Background
As stated in other posts (Fix Broken Bootloader), my primary computer (laptop) has a multiboot setup; a triple boot using Xubuntu, LMDE, and Crunchbang. This article discusses the partition layout I use for this setup, actually my partition layout is more or less a generic linux disk layout multiplied by three due to the three OSes.
General Disk Layout
| Order | Partition | FS Type | Size | Partition Type |
|---|---|---|---|---|
| 1 | /boot | ext4 | 120mb | primary |
| 2 | / | ext4 | 7.5gb | primary |
| 3 | swap | swap | 4gb | primary |
| 4 | /tmp | ext4 | 1.5gb | extended |
| 5 | /home | ext4 | * | extended |
I generally put boot first as I rarely need to change the size/location of this partition, followed by root for the same reason. I also like to keep boot, root, and swap as primary partitions and leave tmp and home for extended. On most installs, I put all remaining disk space to the home partition and put this partition last as I like to be able to grow/move it if needed (e.g. copy partitions to a larger hard drive and expand space).
Details
When adding multiple OSes, you can reuse some (or even all) partitions.
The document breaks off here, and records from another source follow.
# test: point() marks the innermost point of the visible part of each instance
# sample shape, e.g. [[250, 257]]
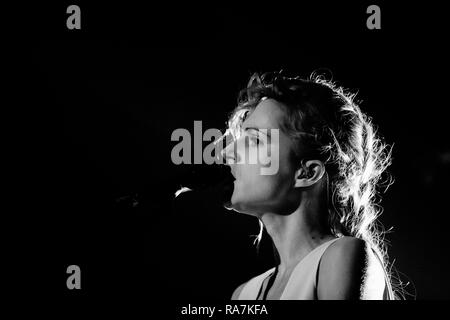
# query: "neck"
[[296, 234]]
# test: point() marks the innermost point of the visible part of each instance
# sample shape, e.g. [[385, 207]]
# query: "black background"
[[101, 103]]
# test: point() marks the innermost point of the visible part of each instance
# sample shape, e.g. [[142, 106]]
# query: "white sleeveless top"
[[302, 281]]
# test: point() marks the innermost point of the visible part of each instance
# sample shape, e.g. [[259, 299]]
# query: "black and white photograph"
[[221, 160]]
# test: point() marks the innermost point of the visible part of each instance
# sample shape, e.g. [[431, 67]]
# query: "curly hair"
[[327, 121]]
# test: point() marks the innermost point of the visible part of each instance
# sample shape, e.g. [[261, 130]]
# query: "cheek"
[[252, 187]]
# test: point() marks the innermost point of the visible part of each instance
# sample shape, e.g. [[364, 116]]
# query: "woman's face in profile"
[[255, 193]]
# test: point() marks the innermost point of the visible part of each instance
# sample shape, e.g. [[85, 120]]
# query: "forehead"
[[268, 114]]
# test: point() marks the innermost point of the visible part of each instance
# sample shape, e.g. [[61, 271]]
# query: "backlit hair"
[[325, 120]]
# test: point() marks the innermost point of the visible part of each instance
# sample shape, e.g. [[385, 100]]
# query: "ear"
[[309, 173]]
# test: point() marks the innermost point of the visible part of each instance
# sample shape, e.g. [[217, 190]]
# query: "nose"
[[230, 153]]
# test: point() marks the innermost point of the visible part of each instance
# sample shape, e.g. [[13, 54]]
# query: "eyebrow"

Due to complexity and/or my risk averse nature, I tend to only reuse the /tmp and swap partitions (note: if anyone has successfully shared an encrypted home partition between multiple OSes let me know).
To add a new OS, I simply create a new /boot, /, and /home partition and allocate the existing /tmp and swap partitions during the install of the new OS. Its really that simple. My complete disk layout for the triple boot laptop is as follows:
| Partition # | OS | Partition |
|---|---|---|
| 1 | Xubuntu | /boot |
| 2 | Xubuntu | / |
| 3 | all | swap |
| 4 | n/a | Extended |
| 5 | all | /tmp |
| 6 | Xubuntu | /home |
| 7 | Crunchbang | / |
| 8 | Crunchbang | /boot |
| 9 | LMDE | /boot |
| 10 | LMDE | / |
| 11 | Crunchbang | /home |
| 12 | LMDE | /home |
Notes
- notice that I deviate slightly from my above guide in that I try to put the home partitions toward the end of the disk as growing the partitions will be quicker/easier.